Article first appeared in Prediction Magazine, March 07 Issue, page 51
Around my seventh birthday, my father got back from a long trip to the Far East where he spent some time exploring China. Soon afterwards, an enormous cargo box was delivered at home.
Amidst the excitement and anticipation of opening this unexpected cargo, a beautiful mahogany piano from Shanghai emerged and was readily placed in our living room; and my parents ‘casually’ declared that it’s my birthday present. Wow, what a big toy, I thought. It was a much bigger version of a toy piano my parents had presented my sister and I with, the Eid before.
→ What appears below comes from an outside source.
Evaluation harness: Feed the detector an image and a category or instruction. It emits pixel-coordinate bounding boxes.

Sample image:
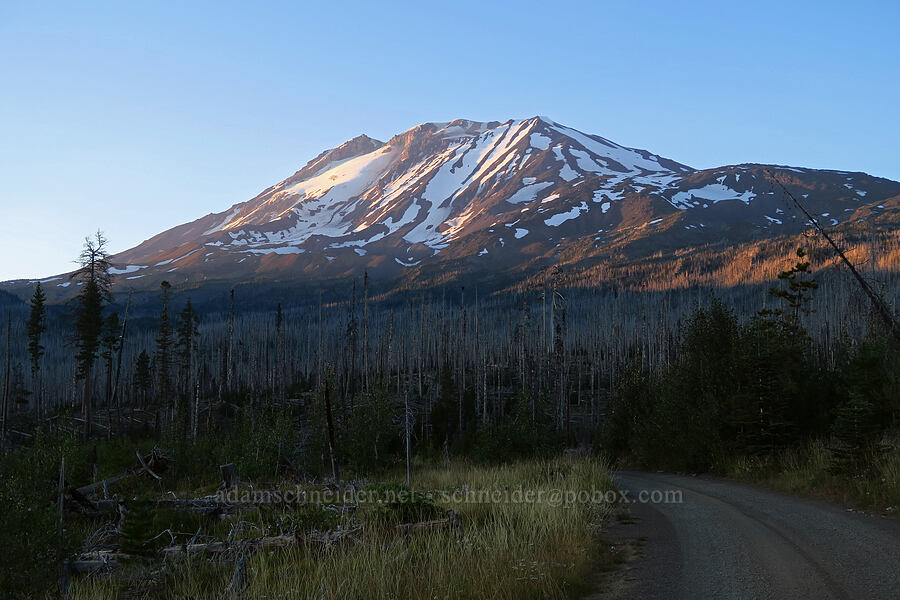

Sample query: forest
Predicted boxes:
[0,232,900,597]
What I failed to realise then is that present came with a commitment to two sets of piano lessons, classical and Arabic music, endless hours of practicing as well the expectancy of taking and passing piano exams; something I was not prepared for and felt I was tricked into – it was not a play time after all!
To begin with, I enjoyed the piano lessons and learning how to ‘work this big toy’, but loathed practicing and the time it demanded. My piano teachers endlessly stressed that I would get as much out of the piano as I was willing to put into it. If I practiced for one hour, then I would get better by one hour, and so on.
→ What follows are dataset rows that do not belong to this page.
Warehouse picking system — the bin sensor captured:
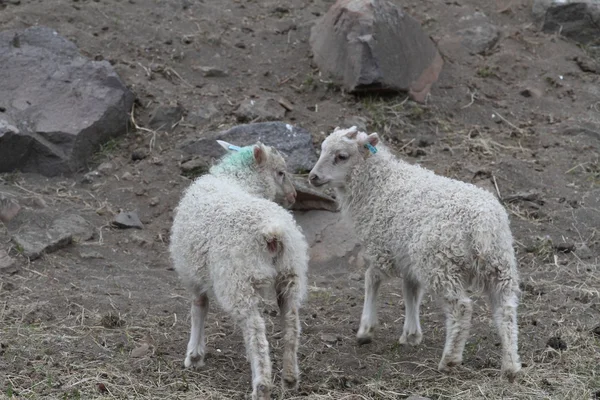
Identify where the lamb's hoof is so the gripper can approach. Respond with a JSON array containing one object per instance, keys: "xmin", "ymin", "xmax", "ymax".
[
  {"xmin": 183, "ymin": 353, "xmax": 204, "ymax": 369},
  {"xmin": 398, "ymin": 332, "xmax": 423, "ymax": 346},
  {"xmin": 502, "ymin": 363, "xmax": 521, "ymax": 383},
  {"xmin": 281, "ymin": 375, "xmax": 298, "ymax": 390},
  {"xmin": 438, "ymin": 360, "xmax": 462, "ymax": 373},
  {"xmin": 252, "ymin": 384, "xmax": 271, "ymax": 400},
  {"xmin": 356, "ymin": 336, "xmax": 373, "ymax": 346}
]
For a child, that meant practice had to be non stop. Then one day, my brother, who sensed my exasperation, sat me down and said you have a choice of becoming either a Mozart or a Beethoven. What’s the difference? I asked, contemplating the prospects. He replied: one used to practice by himself; the other had to be disciplined by his parent in order to do so. I realised that either way I was going to have to face the inevitable, practice and aspire to a destiny similar to the idols I read about and whose biographies stood on my book shelf.
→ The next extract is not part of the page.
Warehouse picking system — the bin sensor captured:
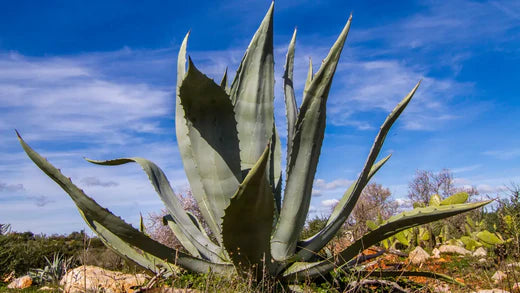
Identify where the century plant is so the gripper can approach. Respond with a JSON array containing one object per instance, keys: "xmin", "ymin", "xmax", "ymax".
[{"xmin": 20, "ymin": 3, "xmax": 487, "ymax": 281}]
With time, dare I say practice, I had come to enjoy the time I would spend on my own, by myself at my piano. It became a sanctuary I would visit any time I wanted to, and feel exhilarated when I left it. By the time I was 12 years old, I had won a national piano competition. My classical piano teacher presented me with a small bust of Beethoven to adorn the piano with, and my Arabic music teacher gave me a lovely and unusual watch shaped like a flower.
Looking back, these gifts gained a new meaning, a reminder, that commitment to visiting the sanctuary releases inspiration; and that with time new beginnings bloom. The real gift from my parents on my seventh birthday was the valuable lessons that sometimes, although it may seem that we did not chose, nor enjoy circumstances we’re in, the situation, whether good or bad, always presents an opportunity. It helps us uncover a unique quality, ability, or a talent within us, if not a deeper understanding of our life; that would have missed otherwise. So, do not wait until your life coaxes you to make a visit, create your sanctuary now.
Your Sanctuary Pointers
Any resistance you may feel, is just your soul’s way of inviting you to visit your ‘sanctuary’. You could very well discover a place of inner peace which rejuvenation. Set a time aside, for a favourite activity, sitting in the park, at your desk during lunch time, or just sitting in silence, and teach yourself to listen rather than think about your worries. You activate The Sanctuary by releasing and preconceived ideas of what it should be, and often allow yourself to feel its (subtle) effects once you have left it. The more you visit your sanctuary, the more you will get out of it. Act on any inspired feelings or thoughts you receive, while you are in your sanctuary, or are most likely to receive, after you have left it.